>I don't hear
>much discussion about how the sick, disabled, or infirm -- or more
>generally, those who either don't have the same choices or believe they
>don't have the same choices -- will fare under A-C. Another participant
>this forum went so far as to say "fuck em".
I think he was directing the "fuck 'em" at those who insist on being able to live at his unwilling expense. I second it.
Someone has already dealt with your concerns about those less able to care for themselves. I'll just add that the more the market is allowed to work unhampered by coercion, the more efficient it will be, hence the more wealth there will be to go around.
>>(Aside: why do you equate "emotional" with "non-rational"? That's a false
>I don't equate them, but I do think there is a strong correlation.
Depends what you mean. To me, "emotional" does not mean "emotion-driven" or "irrational", though I should have realized that that was your intended meaning. What I meant was that we are emotional animals, but we don't have to let our emotions swamp our rationality.

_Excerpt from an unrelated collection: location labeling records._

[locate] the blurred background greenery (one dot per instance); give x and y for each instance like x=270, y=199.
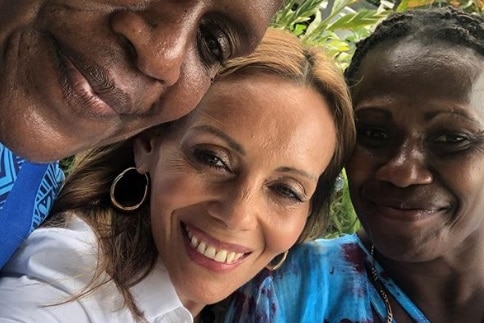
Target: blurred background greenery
x=337, y=25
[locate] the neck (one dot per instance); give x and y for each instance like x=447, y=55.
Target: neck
x=447, y=288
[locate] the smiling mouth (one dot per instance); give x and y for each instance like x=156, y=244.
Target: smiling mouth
x=89, y=85
x=205, y=248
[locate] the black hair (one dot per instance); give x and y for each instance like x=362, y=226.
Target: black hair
x=432, y=25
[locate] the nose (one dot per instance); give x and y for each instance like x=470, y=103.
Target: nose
x=405, y=167
x=237, y=209
x=158, y=48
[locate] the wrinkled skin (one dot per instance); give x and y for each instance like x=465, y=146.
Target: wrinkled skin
x=235, y=178
x=76, y=74
x=416, y=176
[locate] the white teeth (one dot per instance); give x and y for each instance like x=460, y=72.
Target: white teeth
x=230, y=257
x=201, y=247
x=194, y=240
x=211, y=252
x=221, y=256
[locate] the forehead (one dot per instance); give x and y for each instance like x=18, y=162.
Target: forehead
x=252, y=16
x=266, y=111
x=410, y=68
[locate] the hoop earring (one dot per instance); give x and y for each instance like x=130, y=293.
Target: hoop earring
x=280, y=263
x=118, y=180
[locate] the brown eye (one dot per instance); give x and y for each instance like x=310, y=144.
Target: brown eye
x=213, y=44
x=210, y=158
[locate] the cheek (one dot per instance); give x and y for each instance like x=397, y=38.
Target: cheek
x=184, y=96
x=282, y=234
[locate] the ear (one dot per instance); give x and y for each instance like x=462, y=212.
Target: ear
x=145, y=150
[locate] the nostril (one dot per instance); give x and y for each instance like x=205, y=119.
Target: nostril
x=130, y=49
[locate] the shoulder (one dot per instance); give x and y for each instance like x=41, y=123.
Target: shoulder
x=52, y=266
x=53, y=252
x=322, y=252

>(Didn't you say earlier that you'd rather people feel less and think more?
>Sounds like *you* don't think emotions and rational thought are entirely
See above. My complaint about people "feeling" instead of "thinking" was a shorthand way of saying that I wish people would stop *substituting* their feelings for thought. I didn't really mean we should actually feel less. Sorry for the confusion.
>>Anarchy is not a "system". It's simply freedom for systems to arise
>>force of arms.
>It's really a matter of semantics.
No, it's matter of logical analysis. A condition or state of affairs need not be a "system". Perhaps you think I'm splitting hairs, but I've seen that thinking of anarchy as "a system" quickly leads to all sorts of invalid conclusions about it. Anarchists, it's true, have systems of belief about it, and also ideas about possible systems that may arise in a state of anarchy, of course. But as I said, anarchy itself is simply the condition of (maximal) freedom; or to use the dictionary definition, the absence of civil "government".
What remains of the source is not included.